Amtsgericht Gifhorn: Schnelle Lösung, gute Lösung

Der Strafbefehl lautete: 60 Tagessätze a´20,00 €. Der Mandant soll ein „Hundertwasser-Geschirrsatz“ für 1.000,00 DM bestellt und nicht bezahlt haben. Stimmte wohl auch so.

Der Händler hatte erst nach 3 Jahren Strafanzeige erstattet, aber die Geschwader der Justiz hatten dennoch gnadenlos zugeschlagen und in mehreren Wohnungen Durchsuchungen angezettelt.

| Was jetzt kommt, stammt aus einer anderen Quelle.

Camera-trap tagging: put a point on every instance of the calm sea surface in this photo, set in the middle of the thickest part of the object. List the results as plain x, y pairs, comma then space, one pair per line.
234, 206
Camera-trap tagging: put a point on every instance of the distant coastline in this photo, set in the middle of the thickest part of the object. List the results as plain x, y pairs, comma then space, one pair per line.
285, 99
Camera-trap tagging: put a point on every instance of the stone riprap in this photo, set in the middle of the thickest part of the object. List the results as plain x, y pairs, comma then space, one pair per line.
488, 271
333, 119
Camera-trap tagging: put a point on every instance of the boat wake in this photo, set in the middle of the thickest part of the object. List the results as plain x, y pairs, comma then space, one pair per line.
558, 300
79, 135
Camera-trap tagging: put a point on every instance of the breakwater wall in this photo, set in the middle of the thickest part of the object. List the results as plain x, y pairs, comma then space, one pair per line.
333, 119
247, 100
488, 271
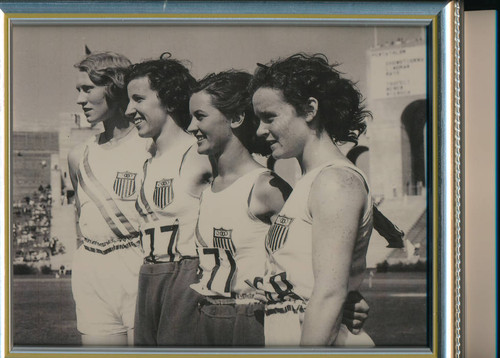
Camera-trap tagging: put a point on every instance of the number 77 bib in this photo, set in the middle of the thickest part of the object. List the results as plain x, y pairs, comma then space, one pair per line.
159, 239
218, 267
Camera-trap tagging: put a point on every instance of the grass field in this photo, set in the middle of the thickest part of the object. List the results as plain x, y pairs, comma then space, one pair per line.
44, 312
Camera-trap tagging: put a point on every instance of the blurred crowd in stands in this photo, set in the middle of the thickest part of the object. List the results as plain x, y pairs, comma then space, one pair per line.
31, 220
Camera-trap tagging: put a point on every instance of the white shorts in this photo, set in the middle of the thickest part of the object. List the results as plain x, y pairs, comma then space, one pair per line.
105, 290
283, 327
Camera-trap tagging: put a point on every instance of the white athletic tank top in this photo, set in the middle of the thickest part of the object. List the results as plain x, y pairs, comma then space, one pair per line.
230, 240
108, 183
289, 270
168, 210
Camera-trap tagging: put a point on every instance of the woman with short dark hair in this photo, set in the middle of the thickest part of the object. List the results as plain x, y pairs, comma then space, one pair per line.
317, 244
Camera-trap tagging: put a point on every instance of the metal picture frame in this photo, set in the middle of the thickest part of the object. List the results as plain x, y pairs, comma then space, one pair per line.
40, 36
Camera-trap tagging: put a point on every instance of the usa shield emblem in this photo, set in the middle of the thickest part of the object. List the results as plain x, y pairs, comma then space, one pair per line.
124, 185
223, 240
278, 232
164, 193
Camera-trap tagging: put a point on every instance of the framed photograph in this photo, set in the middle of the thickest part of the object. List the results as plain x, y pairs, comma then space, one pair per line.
70, 287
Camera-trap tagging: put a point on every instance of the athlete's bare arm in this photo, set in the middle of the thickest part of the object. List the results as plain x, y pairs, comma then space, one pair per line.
268, 196
197, 171
336, 202
74, 157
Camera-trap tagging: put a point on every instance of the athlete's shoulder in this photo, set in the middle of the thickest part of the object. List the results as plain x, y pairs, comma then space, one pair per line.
336, 189
196, 163
268, 196
339, 178
270, 184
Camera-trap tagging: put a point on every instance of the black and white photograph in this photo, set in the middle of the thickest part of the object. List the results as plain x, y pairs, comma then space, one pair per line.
178, 185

Mit meinem Einspruch hatte ich nach dieser langen Zeit an den offenbar vergessenen § 153 oder 153 a StPO erinnert. In einer Gegenerklärung der Staatsanwaltschaft Hildesheim eschoffierte sich der Sachbearbeiter zwar wegen einiger Vorstrafen meines Mandanten über diese Idee, meinte aber, dass sich meine Argumentation bezüglich der Anzahl der Tagessätze hören lassen könnte.

In der Verhandlung teilte mein Mandant dann mit, dass er eine Rente von knapp über 300,00 € beziehe.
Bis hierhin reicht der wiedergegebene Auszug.